Mais surtout, être seule permet aussi de se ressourcer, car être dans un festival de cinéma demande une énergie et une concentration folles : on passe de comédie à tragédie comme si on changeait de veste, on a à peine le temps de comprendre le film et les émotions qu’il nous donne tant on passe vite au suivant, et on peut voir jusqu’à cinq films par jours si on a décidé d’affronter le festival comme on affronterait une guerre. Comme le montrait le philosophe et sociologue allemand Georg Simmel pour analyser la vie psychique des populations des grandes villes dans « Métropole et mentalités », une « grande vie intellectuelle » implique chez l’individu des « stimulations nerveuses, caractérisées à la fois par le changement rapide et la concentration étroite de leurs contrastes ». Selon Simmel, être volontairement seul et adopter une attitude blasée permet de se protéger psychiquement d’un épuisement nerveux. Et c’est exactement ce que me permettait ma solitude à la Mostra.
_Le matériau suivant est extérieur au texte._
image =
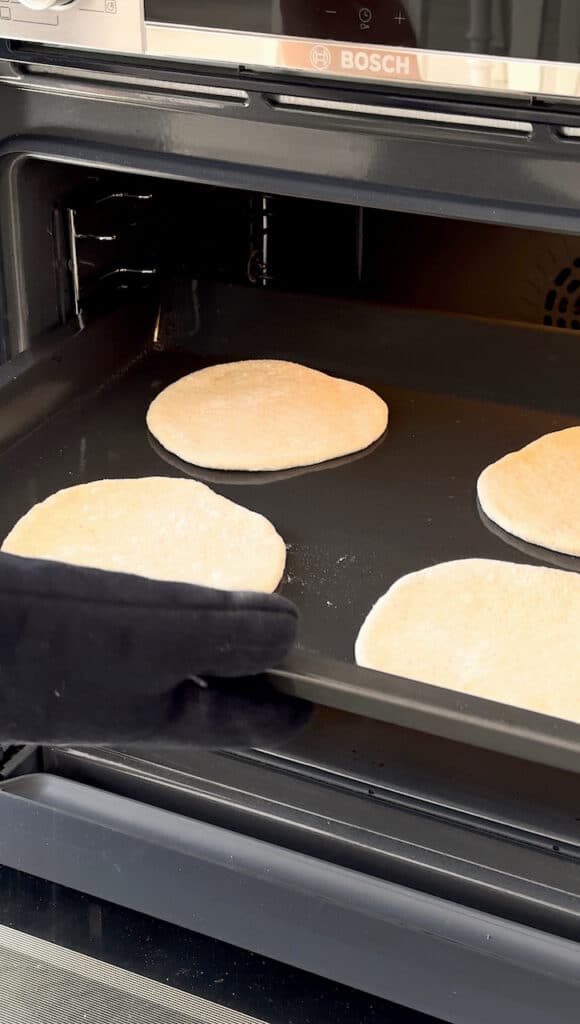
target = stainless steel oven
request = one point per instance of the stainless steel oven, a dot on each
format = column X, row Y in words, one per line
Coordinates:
column 173, row 175
column 501, row 45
Les conditions étaient donc réunies pour profiter au maximum de cette opportunité.
Être seule m’a également permis de rencontrer des personnes dans mon auberge de jeunesse. Celle-ci étant à deux pas de la place Saint-Marc, je prenais chaque matin le vaporetto pour me rendre au Lido, l’île où se déroule la Mostra. Je passais chaque matin devant les deux colonnes de la Piazzetta San Marco, l’une servant de piédestal à Saint Théodore, et l’autre au Lion de Saint Marc, le lion ailé qui a inspiré le trophée du Lion d’or de la Mostra et qui est également l’emblème de la ville.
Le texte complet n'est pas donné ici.